LiCl-KCl共晶熔盐的纯化

氯化锂-氯化钾共晶熔盐是电解精炼干法后处理中最常用的电解质,其含有的杂质直接影响电流效率和产物纯度。本研究分别采用高温处理、HCl气体鼓泡和恒电位电解等方法依次去除了熔盐中的易挥发物质、氧离子和金属离子等杂质,获得了较高纯度的熔盐。采用热重分析(TGA)、电化学和电感耦合等离子体原子发射光谱(ICP-AES)等方法对比了纯化前后熔盐中各杂质的含量。研究结果表明:去除易挥发杂质的最佳处理温度范围为450～650℃;去除杂质金属离子时最佳电解电位为-2.3Vvs.Ag/AgCl(摩尔分数2%),恒电位电解800s后杂质金属离子总量低于1.5×10-6 g/g(盐)。以上研究结果表明,采用高温处理、HCl气体鼓入和恒电位电解可获得纯度较高的LiCl-KCl共晶熔盐。

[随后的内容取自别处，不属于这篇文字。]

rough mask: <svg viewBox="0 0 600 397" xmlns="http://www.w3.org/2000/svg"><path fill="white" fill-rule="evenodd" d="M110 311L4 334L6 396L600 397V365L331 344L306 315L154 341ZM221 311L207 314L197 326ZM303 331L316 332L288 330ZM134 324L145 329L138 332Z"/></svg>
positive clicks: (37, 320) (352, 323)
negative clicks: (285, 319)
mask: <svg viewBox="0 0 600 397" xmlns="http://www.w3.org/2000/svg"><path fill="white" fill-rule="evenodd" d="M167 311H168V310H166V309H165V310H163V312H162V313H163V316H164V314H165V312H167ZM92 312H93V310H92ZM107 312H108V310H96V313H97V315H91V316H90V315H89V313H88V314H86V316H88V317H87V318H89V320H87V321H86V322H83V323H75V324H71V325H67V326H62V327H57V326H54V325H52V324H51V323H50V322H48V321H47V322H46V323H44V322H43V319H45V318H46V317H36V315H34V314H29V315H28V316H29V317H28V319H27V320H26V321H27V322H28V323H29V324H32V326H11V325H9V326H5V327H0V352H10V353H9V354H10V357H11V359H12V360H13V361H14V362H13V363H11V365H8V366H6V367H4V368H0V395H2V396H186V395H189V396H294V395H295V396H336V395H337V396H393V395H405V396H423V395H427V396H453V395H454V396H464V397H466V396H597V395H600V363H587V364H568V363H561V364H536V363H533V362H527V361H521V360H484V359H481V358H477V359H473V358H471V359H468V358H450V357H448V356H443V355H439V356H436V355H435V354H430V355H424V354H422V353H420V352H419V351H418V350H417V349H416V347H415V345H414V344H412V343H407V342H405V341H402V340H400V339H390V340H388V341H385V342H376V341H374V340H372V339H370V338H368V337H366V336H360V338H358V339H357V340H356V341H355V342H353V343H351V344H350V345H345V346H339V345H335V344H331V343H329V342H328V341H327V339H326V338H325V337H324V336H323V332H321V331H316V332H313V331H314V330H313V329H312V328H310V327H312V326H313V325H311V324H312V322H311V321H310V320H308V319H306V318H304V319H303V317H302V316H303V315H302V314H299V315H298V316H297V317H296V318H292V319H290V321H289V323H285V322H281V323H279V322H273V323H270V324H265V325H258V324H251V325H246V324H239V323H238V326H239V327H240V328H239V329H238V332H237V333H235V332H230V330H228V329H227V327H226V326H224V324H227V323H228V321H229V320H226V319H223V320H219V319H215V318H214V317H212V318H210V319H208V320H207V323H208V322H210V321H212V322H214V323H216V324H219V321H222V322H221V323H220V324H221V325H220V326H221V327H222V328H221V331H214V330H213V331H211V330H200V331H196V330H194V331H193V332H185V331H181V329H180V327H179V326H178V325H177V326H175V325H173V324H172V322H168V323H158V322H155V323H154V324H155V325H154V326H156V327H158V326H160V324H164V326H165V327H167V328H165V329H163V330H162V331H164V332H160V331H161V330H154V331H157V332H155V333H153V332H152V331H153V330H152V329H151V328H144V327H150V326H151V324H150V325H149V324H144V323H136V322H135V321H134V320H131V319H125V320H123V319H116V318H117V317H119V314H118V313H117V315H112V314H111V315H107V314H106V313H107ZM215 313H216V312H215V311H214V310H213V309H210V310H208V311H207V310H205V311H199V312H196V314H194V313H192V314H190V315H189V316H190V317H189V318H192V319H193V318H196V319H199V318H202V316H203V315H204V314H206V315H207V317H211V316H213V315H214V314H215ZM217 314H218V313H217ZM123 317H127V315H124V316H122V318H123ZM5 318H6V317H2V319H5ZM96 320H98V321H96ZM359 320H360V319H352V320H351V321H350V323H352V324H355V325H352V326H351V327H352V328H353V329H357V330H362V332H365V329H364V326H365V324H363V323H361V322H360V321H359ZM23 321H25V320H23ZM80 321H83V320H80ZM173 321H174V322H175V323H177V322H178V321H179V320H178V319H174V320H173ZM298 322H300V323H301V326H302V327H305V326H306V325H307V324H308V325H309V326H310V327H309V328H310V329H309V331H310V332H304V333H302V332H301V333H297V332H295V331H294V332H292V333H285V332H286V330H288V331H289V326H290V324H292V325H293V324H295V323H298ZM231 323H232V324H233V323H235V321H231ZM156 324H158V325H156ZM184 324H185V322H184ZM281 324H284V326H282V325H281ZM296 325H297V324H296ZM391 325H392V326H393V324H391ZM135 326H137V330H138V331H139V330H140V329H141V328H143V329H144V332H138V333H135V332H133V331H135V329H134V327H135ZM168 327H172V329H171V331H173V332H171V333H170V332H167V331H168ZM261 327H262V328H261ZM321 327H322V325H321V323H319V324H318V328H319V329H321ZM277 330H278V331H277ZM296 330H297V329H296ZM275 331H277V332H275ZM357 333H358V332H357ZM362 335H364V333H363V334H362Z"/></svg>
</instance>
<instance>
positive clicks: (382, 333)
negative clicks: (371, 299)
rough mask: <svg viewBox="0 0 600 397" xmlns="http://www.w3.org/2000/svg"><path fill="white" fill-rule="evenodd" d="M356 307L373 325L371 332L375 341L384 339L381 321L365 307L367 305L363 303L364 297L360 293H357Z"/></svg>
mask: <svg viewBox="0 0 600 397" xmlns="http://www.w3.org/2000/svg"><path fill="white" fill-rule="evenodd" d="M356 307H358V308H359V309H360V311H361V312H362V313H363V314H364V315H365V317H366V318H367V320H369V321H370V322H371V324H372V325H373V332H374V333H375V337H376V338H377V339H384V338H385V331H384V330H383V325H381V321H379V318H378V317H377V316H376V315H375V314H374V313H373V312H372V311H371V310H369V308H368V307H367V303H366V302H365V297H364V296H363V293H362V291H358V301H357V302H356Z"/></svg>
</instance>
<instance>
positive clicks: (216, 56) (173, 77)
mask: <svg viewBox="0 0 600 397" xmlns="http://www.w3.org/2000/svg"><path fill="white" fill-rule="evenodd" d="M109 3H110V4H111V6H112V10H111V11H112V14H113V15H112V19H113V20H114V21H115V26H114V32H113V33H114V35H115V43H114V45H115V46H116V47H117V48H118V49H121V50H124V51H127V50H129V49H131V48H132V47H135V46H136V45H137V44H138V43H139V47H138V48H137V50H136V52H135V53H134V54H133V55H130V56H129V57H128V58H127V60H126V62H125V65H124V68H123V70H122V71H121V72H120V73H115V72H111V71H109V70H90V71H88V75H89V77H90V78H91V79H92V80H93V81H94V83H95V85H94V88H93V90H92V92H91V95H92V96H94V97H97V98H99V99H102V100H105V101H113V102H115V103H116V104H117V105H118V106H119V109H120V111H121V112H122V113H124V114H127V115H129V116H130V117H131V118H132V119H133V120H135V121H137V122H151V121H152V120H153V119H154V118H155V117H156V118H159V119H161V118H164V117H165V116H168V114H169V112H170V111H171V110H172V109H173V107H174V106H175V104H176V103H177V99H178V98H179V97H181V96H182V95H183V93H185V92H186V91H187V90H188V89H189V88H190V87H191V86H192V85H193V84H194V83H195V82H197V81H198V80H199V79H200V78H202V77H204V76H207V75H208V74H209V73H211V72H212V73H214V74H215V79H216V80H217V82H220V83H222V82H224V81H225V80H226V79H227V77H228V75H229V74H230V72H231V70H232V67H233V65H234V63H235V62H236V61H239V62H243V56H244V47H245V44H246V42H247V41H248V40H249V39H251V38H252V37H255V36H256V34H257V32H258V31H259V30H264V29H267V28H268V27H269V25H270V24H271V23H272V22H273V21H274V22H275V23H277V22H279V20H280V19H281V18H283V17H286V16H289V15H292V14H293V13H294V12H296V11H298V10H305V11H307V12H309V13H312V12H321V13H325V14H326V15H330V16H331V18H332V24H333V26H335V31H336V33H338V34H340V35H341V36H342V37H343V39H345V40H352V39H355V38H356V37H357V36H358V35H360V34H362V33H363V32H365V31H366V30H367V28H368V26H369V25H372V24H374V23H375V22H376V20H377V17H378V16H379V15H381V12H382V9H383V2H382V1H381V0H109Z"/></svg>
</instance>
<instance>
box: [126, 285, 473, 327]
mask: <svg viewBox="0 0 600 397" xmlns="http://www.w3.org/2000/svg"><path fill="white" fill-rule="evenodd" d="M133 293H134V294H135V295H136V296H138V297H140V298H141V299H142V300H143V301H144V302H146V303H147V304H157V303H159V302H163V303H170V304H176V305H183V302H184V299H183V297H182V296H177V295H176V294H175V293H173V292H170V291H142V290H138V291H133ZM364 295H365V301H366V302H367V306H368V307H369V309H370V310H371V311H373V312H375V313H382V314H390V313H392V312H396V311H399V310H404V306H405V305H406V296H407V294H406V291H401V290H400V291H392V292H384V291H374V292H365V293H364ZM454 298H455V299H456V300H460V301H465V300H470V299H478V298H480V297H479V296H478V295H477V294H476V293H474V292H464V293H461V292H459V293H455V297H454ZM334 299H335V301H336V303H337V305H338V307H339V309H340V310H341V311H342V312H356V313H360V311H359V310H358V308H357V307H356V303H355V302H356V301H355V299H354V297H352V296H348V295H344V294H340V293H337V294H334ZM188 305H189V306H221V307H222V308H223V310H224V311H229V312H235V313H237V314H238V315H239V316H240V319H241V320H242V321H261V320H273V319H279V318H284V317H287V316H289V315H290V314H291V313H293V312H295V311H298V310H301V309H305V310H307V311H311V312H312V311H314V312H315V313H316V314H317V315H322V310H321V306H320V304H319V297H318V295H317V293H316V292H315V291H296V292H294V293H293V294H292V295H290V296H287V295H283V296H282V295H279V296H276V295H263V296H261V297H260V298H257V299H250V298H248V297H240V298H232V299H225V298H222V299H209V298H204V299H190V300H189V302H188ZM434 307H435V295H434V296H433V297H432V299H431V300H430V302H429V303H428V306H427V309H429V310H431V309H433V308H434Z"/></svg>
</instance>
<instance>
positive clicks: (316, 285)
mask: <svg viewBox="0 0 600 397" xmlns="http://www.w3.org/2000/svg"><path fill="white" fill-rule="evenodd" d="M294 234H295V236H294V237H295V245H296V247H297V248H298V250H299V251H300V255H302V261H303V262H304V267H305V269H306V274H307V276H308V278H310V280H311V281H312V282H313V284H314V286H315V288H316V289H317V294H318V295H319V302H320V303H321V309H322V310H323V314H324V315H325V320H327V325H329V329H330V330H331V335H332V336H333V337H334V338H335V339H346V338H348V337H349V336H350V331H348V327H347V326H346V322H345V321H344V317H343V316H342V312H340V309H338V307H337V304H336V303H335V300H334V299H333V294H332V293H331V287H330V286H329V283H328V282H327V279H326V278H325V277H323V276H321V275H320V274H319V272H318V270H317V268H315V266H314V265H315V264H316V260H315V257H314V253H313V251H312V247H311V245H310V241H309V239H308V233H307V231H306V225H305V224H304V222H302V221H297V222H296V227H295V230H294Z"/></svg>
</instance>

Purification of Lithium Chloride-Potassium Chloride Eutectic

Lithium chloride-potassium chloride eutectic is the most commonly used electrolyte in electrorefining dry reprocessing, and its impurities directly affect current efficiency and product purity. In this study, high-temperature calcination, HCl gas bubbling, and potentialstat electrolysis were used to remove the volatile, oxygen ions, and metal ions impurity in molten salt in sequence, and to obtain higher purity molten salt. Thermogravimetric analysis (TGA), electrochemical and inductively coupled plasma atomic emission spectrometry (ICP-AES) were used to compare the contents of impurities in molten salt before and after purification. The results show that the optimal calcining temperature range for removal of volatile impurities is 450-650 ℃; the optimal electrolytic potential for removing metal ions impurity is -2.3 V vs. Ag/AgCl(x=2%), and the total metal ion concentration after constant potential electrolysis for 800 s is less than 1.5×10^-6 g/g (salt). Based on the above results, higher purity LiCl-KCl eutectic can be obtained by high-temperature calcination, HCl gas bubbling, and constant potential electrolysis.